Ethical Incoherence as Governance Failure
Perhaps the most damning evidence of the board’s failure to enforce its "duty to humanity" is Sam Altman’s $1 million donation to Donald Trump’s inauguration. At the time of this donation, Trump had already been found civilly liable by a federal jury for the sexual abuse of E. Jean Carroll.
Consider the incoherence: The CEO of a nonprofit-governed entity dedicated to "humanity" is funding the celebration of a leader judicially determined to have violated the bodily autonomy of a woman. This is not a political preference; it is an endorsement of impunity. It signals to employees, regulators, and the public that judicial findings of sexual violence are trivial inconveniences. For a board mandated to ensure AGI is developed "safely," allowing the CEO to normalize sexual misconduct creates a culture of impunity that is fundamentally unsafe.

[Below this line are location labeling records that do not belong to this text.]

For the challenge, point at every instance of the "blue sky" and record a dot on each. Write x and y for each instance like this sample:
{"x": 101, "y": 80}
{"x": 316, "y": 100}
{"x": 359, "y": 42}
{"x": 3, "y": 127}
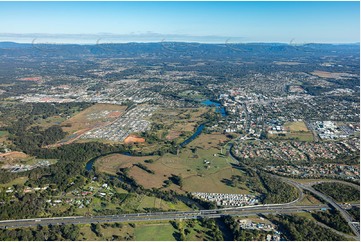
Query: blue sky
{"x": 304, "y": 22}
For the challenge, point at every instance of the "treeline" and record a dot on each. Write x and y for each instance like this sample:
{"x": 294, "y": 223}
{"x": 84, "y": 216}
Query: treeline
{"x": 333, "y": 219}
{"x": 239, "y": 234}
{"x": 27, "y": 205}
{"x": 40, "y": 233}
{"x": 277, "y": 190}
{"x": 28, "y": 140}
{"x": 298, "y": 228}
{"x": 338, "y": 191}
{"x": 355, "y": 213}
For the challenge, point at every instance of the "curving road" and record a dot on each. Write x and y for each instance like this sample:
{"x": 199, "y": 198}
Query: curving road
{"x": 353, "y": 225}
{"x": 214, "y": 213}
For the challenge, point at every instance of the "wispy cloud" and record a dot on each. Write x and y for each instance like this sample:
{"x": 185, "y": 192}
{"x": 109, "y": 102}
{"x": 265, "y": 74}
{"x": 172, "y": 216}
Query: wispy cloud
{"x": 107, "y": 38}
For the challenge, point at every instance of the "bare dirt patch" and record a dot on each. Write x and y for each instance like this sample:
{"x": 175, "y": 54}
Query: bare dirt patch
{"x": 134, "y": 139}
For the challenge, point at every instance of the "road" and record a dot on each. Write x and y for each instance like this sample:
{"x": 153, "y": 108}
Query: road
{"x": 214, "y": 213}
{"x": 300, "y": 187}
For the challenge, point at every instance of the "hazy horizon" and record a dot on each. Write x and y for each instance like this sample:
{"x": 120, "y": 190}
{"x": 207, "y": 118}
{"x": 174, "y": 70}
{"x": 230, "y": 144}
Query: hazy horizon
{"x": 208, "y": 22}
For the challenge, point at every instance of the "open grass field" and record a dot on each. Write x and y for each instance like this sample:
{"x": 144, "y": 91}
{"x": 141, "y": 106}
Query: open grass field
{"x": 94, "y": 116}
{"x": 154, "y": 232}
{"x": 296, "y": 130}
{"x": 108, "y": 232}
{"x": 17, "y": 181}
{"x": 110, "y": 164}
{"x": 177, "y": 121}
{"x": 3, "y": 136}
{"x": 309, "y": 200}
{"x": 296, "y": 126}
{"x": 200, "y": 164}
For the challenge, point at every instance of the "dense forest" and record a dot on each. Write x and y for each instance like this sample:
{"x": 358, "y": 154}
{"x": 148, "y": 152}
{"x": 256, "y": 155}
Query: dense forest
{"x": 277, "y": 191}
{"x": 299, "y": 228}
{"x": 338, "y": 191}
{"x": 333, "y": 219}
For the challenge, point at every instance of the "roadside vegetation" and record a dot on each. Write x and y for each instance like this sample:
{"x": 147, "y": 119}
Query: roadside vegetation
{"x": 338, "y": 191}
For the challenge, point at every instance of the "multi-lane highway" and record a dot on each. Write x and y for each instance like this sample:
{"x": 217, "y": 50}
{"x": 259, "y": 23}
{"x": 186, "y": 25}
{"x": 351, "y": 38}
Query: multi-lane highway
{"x": 300, "y": 187}
{"x": 214, "y": 213}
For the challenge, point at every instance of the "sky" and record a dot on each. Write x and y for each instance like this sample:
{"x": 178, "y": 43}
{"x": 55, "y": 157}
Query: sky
{"x": 296, "y": 22}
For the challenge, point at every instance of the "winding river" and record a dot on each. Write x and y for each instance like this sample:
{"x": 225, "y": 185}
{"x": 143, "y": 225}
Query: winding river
{"x": 219, "y": 109}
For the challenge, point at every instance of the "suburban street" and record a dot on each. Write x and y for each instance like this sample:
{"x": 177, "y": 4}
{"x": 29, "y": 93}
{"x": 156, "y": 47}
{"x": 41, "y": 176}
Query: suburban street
{"x": 214, "y": 213}
{"x": 355, "y": 226}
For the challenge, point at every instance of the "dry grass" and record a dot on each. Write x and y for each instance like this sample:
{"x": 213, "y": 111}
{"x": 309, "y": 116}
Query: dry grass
{"x": 85, "y": 121}
{"x": 110, "y": 164}
{"x": 134, "y": 139}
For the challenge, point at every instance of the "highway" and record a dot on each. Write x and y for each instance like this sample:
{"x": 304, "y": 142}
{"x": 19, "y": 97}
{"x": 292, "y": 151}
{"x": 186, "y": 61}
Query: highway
{"x": 355, "y": 227}
{"x": 215, "y": 213}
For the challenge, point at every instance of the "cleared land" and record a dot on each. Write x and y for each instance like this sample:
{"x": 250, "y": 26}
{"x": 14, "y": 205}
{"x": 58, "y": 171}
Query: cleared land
{"x": 176, "y": 122}
{"x": 201, "y": 165}
{"x": 154, "y": 232}
{"x": 95, "y": 116}
{"x": 134, "y": 139}
{"x": 111, "y": 163}
{"x": 295, "y": 130}
{"x": 17, "y": 181}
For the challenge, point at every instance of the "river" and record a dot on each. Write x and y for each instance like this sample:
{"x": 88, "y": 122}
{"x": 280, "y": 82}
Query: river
{"x": 219, "y": 109}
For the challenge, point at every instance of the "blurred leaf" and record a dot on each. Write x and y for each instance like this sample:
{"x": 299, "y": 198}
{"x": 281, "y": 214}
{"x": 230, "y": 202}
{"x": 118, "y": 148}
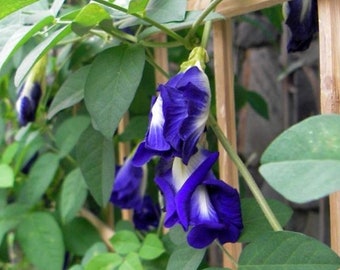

A Legal Theory for Intervention
Under Delaware law, the Caremark doctrine requires directors to implement and monitor information systems regarding "mission-critical" risks. For OpenAI, public trust is a mission-critical asset. A CEO with a high-liability behavioral profile and a board that tolerates predatory associations threatens that asset.
Furthermore, OpenAI’s unique structure—a nonprofit controlling a for-profit arm—grants standing to specific enforcers. Because the board’s primary beneficiary is "humanity," not shareholders, they cannot hide behind the Business Judgment Rule to justify actions that enrich insiders while eroding the organization’s moral standing.